Especially ignore the short-term news: the ups and downs of the economy and irrelevant news from the government. The stock value is based on the company’s dividend income and cash flow earnings over the next few decades. A short-term economic plunge has no discernible impact on a company’s long-term value, let alone for the broader asset class. Stay away from so-called professionals who try to decipher market movements in the short term, who will lose money in the long run.
Remember, those great opportunities for investors to avoid grief and make money are very clear in numbers: compared to the long-term average of 15 times earnings for the U.S. stock market, 21 times when the market peaked in 1929, the Internet in 2000 The S&P 500 was trading at 35 times earnings at the peak of the bubble! Conversely, at the stock market’s low in 1982, the P/E ratio was 8. It’s not complicated.

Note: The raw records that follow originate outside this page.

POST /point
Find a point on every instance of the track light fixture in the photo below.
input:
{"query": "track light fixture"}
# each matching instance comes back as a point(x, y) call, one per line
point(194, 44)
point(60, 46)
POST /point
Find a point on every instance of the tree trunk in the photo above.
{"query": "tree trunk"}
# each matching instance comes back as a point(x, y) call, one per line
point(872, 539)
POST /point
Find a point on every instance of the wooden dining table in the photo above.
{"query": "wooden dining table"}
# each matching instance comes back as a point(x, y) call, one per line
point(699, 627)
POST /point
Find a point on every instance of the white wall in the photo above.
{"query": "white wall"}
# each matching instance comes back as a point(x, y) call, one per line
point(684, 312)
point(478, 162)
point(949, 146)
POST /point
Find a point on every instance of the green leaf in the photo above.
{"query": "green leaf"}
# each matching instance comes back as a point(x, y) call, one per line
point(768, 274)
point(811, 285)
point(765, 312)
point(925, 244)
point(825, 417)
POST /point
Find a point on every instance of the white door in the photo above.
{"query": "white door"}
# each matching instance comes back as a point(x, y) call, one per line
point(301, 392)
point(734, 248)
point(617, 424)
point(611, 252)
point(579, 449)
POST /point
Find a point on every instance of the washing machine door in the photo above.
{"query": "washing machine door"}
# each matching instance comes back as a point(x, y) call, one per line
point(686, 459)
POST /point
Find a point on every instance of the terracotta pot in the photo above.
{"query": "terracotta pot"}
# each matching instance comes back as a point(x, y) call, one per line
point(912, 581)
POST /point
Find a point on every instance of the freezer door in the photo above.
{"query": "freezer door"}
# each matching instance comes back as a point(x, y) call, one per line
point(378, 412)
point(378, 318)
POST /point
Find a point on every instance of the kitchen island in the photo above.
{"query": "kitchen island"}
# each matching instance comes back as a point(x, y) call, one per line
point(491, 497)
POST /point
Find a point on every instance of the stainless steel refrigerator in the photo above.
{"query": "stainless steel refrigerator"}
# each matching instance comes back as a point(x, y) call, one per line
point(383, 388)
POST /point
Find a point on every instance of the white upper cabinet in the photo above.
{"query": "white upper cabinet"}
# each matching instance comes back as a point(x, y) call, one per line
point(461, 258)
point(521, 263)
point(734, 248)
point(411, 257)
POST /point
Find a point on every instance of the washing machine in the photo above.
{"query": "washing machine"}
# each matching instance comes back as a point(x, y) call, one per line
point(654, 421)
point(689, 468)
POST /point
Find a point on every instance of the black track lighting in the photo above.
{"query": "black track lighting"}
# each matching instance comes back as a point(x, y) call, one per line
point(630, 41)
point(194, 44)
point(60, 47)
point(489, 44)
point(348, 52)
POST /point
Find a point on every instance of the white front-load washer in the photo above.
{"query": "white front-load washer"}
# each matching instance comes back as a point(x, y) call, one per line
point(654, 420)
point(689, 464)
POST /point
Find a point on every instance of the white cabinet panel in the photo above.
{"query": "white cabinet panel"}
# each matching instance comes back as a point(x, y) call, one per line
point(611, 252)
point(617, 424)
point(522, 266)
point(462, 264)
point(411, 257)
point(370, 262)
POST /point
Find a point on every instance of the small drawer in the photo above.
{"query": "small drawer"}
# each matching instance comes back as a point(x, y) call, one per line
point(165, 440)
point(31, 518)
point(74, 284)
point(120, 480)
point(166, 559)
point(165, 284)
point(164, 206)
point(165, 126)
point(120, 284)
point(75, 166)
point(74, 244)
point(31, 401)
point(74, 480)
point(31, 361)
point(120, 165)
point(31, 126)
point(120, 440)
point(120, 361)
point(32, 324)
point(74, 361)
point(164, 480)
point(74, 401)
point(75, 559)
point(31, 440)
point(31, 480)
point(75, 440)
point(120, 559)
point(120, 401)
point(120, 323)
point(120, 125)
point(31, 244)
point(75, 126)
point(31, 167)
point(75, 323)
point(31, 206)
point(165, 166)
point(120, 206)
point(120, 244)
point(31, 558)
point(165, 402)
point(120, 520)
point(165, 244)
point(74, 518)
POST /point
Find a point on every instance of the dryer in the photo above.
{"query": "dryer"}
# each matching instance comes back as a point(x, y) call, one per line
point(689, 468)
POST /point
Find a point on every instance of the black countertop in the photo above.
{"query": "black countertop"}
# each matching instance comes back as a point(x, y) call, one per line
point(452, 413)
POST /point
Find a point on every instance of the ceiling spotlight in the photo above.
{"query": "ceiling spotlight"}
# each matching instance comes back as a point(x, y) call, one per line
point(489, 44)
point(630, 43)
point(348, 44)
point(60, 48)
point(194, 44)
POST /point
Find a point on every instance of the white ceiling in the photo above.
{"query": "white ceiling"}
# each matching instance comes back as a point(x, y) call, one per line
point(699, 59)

Recommendation 9: Investing is actually quite simple
GMO has a simple and healthy way to predict returns across asset classes: assume that profit margins and price-to-earnings ratios will move closer to their long-term averages over a 7-year cycle.
Since 1994, GMO has completed 40 quarterly forecasts. Statistically speaking, these 40-plus expectations are valid, and some are surprisingly accurate. These estimates aren’t overly complicated math, they’re just GMO’s ignoring the influence of crowd sentiment, using simple ratios, and being patient.
The problem is that while they may be predictable, they are harder for professionals to use due to performance pressures and much easier for individual investors to use.
Tip 10: Be true to yourself
As an individual investor, you must understand your strengths and weaknesses. If you can be patient and ignore the lure of the crowd, you’re likely to win. But if you take a flawed approach, get lured and intimidated by the crowd, follow the crowd, enter the market late in the rally, or leave the market early in the rally, it’s catastrophic for investing. You must know your pain and tolerance thresholds precisely. If you cannot resist temptation, you will never manage your money well.
There are two perfectly reasonable alternatives: Either hire an investment manager with these skills, it’s actually harder for an investment manager to stay aloof in front of the crowd. Or, invest in a globally diversified stock and bond index and try to ignore it until you retire. On the other hand, if you’re patient, have a high tolerance threshold, have the mental capacity to not conform, and have a college-level knowledge of math and a lot of common sense, then you’re ready to invest.